UN scrambles for nearly $13 billion emergency aid

UN scrambles for nearly $13 billion in global emergency aid driven up by Syria war

GENEVA (AP) -- Nearly $13 billion in humanitarian aid will be needed this year — a third of it just for Syria — to help 73 million people suffering around the world, the U.N.'s top humanitarian official said Wednesday.

But that's just an estimate, midway through 2013, of what will be needed in what is turning out to be an "unprecedented" challenge, said Valerie Amos, the U.N. undersecretary-general for humanitarian affairs and emergency relief.

The likelihood is that as much as a third of what's needed won't be raised, according to the U.N.'s own figures. Over the past five years, the United Nations has only been able to scrounge up between 63 percent and 72 percent of what it says is required to feed, house and provide other help to the millions of people trying to survive often desperate conditions.

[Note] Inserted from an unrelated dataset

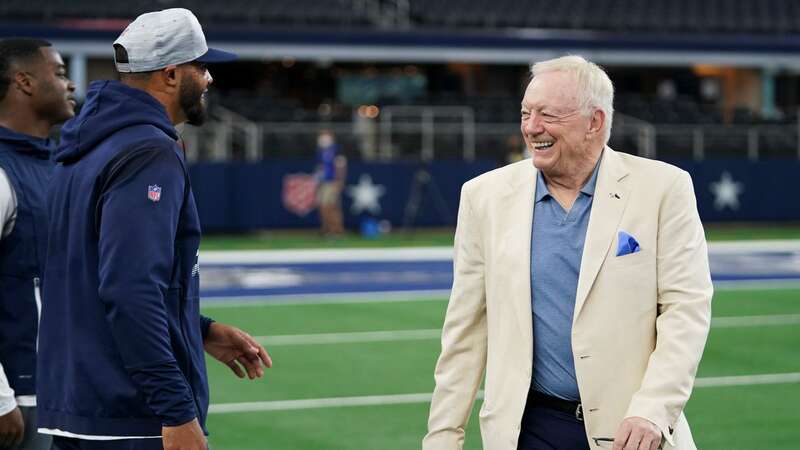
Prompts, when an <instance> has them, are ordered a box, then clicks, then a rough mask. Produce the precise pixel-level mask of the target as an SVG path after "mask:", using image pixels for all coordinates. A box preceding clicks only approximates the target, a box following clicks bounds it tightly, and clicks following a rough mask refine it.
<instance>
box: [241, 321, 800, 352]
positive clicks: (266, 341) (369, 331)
mask: <svg viewBox="0 0 800 450" xmlns="http://www.w3.org/2000/svg"><path fill="white" fill-rule="evenodd" d="M797 324H800V314H776V315H763V316H733V317H716V318H713V319H712V320H711V327H712V328H739V327H767V326H783V325H797ZM441 334H442V330H441V329H439V328H430V329H416V330H390V331H355V332H347V333H313V334H285V335H277V336H256V338H255V339H256V340H257V341H258V342H260V343H262V344H264V345H267V346H279V345H280V346H283V345H312V344H313V345H319V344H343V343H345V344H346V343H368V342H394V341H397V342H400V341H424V340H434V339H439V338H440V337H441Z"/></svg>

"Halfway through the year, we know that 73 million people need humanitarian assistance," Amos told reporters in Geneva. "The increase is largely due to the exploding crisis in Syria, and the neighboring region, but also because situations have worsened in other countries like the Central African Republic and Mali."

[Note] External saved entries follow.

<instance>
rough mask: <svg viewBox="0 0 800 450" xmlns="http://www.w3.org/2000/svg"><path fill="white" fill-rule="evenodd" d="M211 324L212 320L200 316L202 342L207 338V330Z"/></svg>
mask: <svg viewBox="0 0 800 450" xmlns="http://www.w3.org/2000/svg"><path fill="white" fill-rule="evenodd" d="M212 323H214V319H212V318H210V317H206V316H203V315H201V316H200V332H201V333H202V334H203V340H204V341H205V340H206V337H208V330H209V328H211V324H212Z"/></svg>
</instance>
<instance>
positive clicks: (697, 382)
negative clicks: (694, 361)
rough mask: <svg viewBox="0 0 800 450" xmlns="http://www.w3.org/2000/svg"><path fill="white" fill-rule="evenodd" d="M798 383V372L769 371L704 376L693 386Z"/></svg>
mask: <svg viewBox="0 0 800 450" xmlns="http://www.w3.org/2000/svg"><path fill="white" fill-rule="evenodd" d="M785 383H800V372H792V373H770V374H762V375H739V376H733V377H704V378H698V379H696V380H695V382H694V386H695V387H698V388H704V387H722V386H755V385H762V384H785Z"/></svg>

Amos, a British baroness who heads the U.N. Office for the Coordination of Humanitarian Affairs, said Syria alone requires at least $4.4 billion in aid for the 6.8 million people who are suffering inside the war-torn country and the 5.3 million refugees or others who are affected by the conflict in border nations.

So far, a little more than $5 billion, or about 40 percent of what is needed around the world, has been raised for humanitarian aid by mid-year, said Amos, who conceded that she had "no idea" how to get the rest. The money is meant to pay for the work of 620 U.N. and affiliated aid agencies.

"In a normal year, that would be a huge statement to the commitment to humanitarian action," she said of the $5.1 billion raised so far that has gone to people in 24 countries, including Syria, Niger, Sudan and Afghanistan. "But this is an extraordinary year."